Today I made lunch for myself - Barry out at work, kids munching on carrots, it was just me getting hungry at 12pm. The other day I soaked a bag of dried chickpeas overnight and boiled them up the next day (in the same water). I drained them and forgot about them until this morning. I put some in the freezer to add to soups and stews / curries for a quick protein fix.

The lucky ones got thrown in my blender with some seasoning and bulking / binding ingredients and made into falafel. I served them with a yogurt dip, grated carrots with lemon juice and spinach with balsamic vinegar and olive oil. I'm trying to boost my immune system as I'm coming down with a cold.

Falafel:
Chickpeas (about 2 mugfuls)
3 cloves of garlic
1 baked potato (or any starch - even breadcrumbs or more gram flour, the potato was left over from last night's dinner)
Lemon juice
Salt and pepper, dried parsley
Turmeric and tandoori spices (optional and totally up to you - fresh chilli would be great)
One egg
(Blitz the above and add enough gram flour (or more of any flour / bread / potato) to de-wetten it and make it a mouldable mush (Jesus, Nigella would shoot me...)
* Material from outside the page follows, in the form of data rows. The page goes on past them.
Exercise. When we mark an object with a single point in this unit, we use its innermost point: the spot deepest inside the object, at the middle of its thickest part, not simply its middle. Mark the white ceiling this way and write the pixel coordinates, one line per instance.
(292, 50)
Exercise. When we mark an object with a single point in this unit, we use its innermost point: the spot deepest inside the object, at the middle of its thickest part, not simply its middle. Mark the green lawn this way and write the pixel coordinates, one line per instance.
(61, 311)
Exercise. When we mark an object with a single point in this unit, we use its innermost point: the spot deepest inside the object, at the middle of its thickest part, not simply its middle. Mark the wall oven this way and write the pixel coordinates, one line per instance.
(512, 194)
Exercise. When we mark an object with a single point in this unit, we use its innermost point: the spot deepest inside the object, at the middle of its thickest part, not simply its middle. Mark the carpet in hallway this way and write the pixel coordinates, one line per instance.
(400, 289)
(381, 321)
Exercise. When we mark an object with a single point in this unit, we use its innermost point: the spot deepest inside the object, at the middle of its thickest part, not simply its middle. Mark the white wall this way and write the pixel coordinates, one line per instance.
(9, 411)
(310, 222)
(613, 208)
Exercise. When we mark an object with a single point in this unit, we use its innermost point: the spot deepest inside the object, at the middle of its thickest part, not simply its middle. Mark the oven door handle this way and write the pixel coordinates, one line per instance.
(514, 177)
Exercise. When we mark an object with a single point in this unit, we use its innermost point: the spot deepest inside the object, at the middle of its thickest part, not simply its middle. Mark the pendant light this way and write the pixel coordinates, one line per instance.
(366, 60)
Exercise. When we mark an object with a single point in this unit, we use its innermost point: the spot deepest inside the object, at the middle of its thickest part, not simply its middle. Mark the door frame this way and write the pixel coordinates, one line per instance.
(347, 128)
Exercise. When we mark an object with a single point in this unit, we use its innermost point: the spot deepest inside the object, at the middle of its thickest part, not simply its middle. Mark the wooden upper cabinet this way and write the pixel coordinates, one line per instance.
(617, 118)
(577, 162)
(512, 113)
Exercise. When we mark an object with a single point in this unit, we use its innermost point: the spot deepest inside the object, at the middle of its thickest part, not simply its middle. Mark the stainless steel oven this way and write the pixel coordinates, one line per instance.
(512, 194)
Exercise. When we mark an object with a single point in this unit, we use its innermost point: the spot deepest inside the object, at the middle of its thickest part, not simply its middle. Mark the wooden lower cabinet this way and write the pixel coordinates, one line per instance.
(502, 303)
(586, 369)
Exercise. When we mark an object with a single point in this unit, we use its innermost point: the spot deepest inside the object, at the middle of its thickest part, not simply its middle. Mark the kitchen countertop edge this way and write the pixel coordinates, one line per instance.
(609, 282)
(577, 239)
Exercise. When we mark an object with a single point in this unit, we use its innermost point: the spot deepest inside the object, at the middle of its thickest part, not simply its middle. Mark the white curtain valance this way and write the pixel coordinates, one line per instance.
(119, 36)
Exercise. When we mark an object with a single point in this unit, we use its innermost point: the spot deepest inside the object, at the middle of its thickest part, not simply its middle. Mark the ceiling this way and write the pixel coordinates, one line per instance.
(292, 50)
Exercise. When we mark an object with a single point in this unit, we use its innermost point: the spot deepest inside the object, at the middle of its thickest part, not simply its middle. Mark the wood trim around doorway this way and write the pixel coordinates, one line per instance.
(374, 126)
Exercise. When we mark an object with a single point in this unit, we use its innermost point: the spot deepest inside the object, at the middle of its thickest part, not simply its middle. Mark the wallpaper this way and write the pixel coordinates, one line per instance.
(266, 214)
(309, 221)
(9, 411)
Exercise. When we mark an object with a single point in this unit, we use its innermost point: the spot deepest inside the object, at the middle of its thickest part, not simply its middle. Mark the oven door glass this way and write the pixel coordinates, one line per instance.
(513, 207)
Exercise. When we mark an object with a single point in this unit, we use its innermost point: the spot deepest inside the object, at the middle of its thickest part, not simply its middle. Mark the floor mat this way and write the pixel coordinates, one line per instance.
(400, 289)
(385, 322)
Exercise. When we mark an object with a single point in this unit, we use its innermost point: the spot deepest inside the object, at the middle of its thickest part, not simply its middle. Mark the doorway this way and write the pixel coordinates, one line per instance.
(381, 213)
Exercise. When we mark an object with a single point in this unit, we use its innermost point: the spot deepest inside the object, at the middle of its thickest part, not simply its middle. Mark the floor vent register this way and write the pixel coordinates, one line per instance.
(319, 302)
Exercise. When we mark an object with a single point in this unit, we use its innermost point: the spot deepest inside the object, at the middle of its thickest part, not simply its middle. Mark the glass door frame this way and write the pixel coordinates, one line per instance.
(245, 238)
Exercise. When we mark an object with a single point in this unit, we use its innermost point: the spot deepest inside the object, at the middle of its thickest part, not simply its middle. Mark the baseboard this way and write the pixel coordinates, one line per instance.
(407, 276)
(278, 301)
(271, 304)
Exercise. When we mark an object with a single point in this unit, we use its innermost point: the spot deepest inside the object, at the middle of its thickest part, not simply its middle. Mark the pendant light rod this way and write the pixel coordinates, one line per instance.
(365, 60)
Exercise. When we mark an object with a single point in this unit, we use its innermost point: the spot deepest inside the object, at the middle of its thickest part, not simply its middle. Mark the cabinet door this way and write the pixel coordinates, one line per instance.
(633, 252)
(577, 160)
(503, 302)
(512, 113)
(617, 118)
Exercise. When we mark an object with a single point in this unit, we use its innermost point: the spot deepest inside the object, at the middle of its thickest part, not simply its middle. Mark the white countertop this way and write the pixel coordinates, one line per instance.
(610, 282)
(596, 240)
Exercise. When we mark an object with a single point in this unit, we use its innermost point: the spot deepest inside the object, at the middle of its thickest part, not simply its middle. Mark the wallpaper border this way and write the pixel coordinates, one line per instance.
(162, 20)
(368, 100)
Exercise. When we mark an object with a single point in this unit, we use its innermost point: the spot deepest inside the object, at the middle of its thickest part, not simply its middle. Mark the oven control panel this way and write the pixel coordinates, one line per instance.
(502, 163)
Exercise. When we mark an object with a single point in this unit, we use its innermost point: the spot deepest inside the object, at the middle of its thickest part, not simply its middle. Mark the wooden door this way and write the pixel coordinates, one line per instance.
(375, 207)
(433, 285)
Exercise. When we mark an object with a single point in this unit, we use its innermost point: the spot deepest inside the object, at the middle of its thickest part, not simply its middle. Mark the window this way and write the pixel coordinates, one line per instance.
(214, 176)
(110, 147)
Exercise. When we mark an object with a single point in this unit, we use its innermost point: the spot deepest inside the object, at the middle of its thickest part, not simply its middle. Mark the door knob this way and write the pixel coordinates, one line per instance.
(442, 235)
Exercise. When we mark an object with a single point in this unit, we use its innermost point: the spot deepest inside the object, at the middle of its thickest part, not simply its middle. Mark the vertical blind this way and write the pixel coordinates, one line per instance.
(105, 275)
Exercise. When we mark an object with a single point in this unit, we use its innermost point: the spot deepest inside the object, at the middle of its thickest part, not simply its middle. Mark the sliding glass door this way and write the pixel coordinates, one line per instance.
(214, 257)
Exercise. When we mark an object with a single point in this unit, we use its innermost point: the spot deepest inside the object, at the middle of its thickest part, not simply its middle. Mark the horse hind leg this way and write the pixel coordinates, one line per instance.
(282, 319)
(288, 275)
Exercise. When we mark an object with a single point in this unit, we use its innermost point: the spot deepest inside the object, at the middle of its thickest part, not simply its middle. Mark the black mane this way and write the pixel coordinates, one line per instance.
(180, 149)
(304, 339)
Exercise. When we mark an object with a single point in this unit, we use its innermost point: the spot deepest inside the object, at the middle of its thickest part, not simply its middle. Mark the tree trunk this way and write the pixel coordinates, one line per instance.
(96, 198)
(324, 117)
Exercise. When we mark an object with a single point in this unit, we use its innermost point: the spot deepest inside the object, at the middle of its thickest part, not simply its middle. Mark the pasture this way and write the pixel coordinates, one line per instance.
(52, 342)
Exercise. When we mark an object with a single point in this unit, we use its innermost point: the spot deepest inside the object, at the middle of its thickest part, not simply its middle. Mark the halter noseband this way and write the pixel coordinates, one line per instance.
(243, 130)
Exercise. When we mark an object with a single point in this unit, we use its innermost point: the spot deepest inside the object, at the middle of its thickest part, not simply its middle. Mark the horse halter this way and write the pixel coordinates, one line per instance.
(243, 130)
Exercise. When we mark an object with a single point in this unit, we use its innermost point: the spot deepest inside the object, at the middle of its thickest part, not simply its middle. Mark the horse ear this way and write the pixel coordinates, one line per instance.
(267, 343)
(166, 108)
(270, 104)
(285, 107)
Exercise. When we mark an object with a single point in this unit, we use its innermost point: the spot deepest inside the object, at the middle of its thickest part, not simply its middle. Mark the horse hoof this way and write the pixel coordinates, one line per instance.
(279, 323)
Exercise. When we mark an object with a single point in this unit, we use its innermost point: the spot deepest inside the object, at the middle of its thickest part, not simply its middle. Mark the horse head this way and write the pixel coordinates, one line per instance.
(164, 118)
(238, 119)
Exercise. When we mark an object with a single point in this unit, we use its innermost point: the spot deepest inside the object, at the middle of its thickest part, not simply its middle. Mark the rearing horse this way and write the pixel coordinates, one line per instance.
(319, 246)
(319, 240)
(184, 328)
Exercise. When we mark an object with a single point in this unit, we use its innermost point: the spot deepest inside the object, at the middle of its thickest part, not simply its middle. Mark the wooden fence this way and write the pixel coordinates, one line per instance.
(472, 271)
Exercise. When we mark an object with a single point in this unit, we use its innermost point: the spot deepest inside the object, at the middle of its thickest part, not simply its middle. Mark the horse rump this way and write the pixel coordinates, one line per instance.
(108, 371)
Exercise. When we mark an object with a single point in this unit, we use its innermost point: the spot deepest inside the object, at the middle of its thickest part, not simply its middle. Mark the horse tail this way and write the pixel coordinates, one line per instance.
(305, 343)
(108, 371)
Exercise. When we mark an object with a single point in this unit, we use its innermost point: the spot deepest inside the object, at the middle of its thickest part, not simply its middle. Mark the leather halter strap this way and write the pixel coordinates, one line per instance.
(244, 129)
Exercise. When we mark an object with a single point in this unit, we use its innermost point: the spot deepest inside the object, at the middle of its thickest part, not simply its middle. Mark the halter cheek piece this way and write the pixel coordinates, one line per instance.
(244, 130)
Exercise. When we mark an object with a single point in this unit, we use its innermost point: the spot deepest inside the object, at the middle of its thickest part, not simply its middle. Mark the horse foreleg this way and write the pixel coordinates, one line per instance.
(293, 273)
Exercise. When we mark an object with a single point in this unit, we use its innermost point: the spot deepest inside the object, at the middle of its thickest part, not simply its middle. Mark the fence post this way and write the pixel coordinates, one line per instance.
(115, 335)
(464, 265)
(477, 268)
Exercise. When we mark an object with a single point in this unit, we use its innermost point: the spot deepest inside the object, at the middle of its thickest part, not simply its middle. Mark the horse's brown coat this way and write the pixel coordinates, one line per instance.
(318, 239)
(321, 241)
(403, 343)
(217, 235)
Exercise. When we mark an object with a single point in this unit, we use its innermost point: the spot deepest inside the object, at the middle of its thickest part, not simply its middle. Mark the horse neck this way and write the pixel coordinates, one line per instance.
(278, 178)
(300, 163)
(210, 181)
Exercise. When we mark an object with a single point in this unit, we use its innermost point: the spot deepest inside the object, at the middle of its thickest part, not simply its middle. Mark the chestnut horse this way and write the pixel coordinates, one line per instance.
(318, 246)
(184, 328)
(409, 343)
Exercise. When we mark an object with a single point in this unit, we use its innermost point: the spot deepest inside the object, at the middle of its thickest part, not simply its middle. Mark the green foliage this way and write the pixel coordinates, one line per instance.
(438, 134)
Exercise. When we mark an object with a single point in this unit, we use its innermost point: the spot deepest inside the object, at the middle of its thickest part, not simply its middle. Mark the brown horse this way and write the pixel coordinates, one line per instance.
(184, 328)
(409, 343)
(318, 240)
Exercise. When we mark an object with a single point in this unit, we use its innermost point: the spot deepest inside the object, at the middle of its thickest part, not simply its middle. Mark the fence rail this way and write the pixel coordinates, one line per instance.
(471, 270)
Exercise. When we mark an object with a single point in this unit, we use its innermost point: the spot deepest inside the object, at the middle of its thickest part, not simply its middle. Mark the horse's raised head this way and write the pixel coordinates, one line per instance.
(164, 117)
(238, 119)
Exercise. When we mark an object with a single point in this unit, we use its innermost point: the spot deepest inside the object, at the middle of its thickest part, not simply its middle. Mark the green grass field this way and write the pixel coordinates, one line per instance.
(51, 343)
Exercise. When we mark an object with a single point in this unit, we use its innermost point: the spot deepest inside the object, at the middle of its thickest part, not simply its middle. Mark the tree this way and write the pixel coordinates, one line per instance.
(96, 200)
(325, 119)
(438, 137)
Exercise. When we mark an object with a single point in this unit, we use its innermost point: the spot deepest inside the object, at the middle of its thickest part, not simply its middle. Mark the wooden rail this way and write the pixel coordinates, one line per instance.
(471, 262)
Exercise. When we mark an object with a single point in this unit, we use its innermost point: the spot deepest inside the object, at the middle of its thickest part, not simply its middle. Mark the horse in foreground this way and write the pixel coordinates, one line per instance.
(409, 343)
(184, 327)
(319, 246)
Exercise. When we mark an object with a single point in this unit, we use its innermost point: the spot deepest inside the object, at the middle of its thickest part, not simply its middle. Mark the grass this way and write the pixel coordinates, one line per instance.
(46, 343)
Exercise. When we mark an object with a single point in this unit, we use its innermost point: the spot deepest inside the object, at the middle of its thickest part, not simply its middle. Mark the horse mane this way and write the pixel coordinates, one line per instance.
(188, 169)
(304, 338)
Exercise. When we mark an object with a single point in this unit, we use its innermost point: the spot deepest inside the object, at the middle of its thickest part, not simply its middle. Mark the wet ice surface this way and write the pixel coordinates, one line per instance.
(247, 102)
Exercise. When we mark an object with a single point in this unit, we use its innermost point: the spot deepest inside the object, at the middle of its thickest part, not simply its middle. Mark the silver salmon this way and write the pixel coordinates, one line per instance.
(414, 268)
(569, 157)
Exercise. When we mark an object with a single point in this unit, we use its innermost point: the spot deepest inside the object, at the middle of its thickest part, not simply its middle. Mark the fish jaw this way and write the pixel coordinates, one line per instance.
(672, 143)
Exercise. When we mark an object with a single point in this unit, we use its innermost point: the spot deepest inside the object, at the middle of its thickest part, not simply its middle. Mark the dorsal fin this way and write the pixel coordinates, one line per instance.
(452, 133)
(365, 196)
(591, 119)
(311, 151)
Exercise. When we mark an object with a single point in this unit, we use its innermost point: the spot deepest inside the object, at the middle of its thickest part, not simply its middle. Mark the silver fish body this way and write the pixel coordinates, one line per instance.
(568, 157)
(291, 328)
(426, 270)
Mould into balls and dip in flour, flattening them. Pre-heat a pan for a couple of minutes with your choice of oil. I used coconut oil and a knob of butter but the butter blackened and smoked up the kitchen, so you might want to learn from my mistake. They held their shape well and didn't break up like many of the things I fry. I've recently read that one reason for stuff sticking to a pan and breaking up is people not leaving it to cook fully, so I'm a bit more hands-off now.
The yogurt dip was just greek yogurt with lemon juice, salt, pepper and dried parsley. I wish I'd had fresh mint to make a raita, but it decreases breastmilk supply, so I don't eat it anymore.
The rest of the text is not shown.